I'm not sure what they are planning but at the moment their farebox recovery ratio is under 20% and their weekday ridership is at 40% of their precovid levels. Who's funding this expansion?
 #1628630  by ExCon90
 
west point wrote: Mon Sep 04, 2023 3:19 pm What is the status of the proposed viaduct going south from US over the freeway? As i understood this will allow for all trains to not have to back in or back out. Understand that the 2 CPs will allow full train tracking both north and south without necessary changing directions or engineer locations of an inbound.
Also, various models do not show the 3rs tracks between platforms. Is that going to happen?
Afaik when the station opened in 1939 those tracks were intended as escape tracks to permit the engine (generally steam) of an arriving train to cut loose after arrival while the train was still discharging passengers and head for the enginehouse; Idk how much they were so used. With all the push-pull operation today it seems unlikely they would be included now.
 #1628633  by ExCon90
 
RandallW wrote: Tue Sep 05, 2023 4:13 am There are ~178 daily revenue services either arriving or departing LAX Union Station daily, with station dwell times for through services of 15-20 minutes for through trains. Rebuilding the through tracks (they did once exist, but someone tore them out to build a highway?)
I think almost all the trackage from Mission Tower to the present bumping posts dates from 1939; prior to that the SP's Central Station at 5th and Central served SP and UP, and ATSF had its own La Grande Station at 2nd and La Grande Sts. (scene of a 1940 Laurel & Hardy comedy). In 1939 the tracks at Union Station abutted (one level up) Aliso St., with Pacific Electric's double-track Eastern District running down the middle--so no railroad tracks there.

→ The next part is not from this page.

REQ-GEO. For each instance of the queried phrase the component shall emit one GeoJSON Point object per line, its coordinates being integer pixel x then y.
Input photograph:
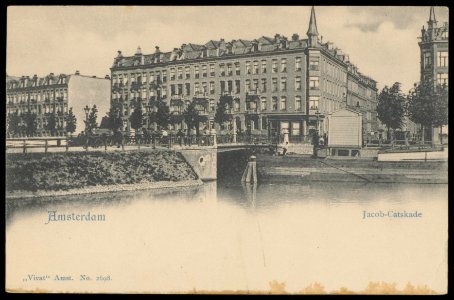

A note of continuity is provided by renting out the original 1939 ticket lobby for occasional video productions snd other functions.
 #1628634  by ExCon90
 
I should also mention that the new through connection should save about five minutes ln each direction on the Oceanside and 91-Corridor routes; i.e., those via Fullerton. That's a lot of people, snd based on ridership during the day there seem to be indications that many of them are not going to desk jobs in LA. People closer to the scene will have a clearer picture of how many returning riders fit the the traditional 9-to-5 pattern.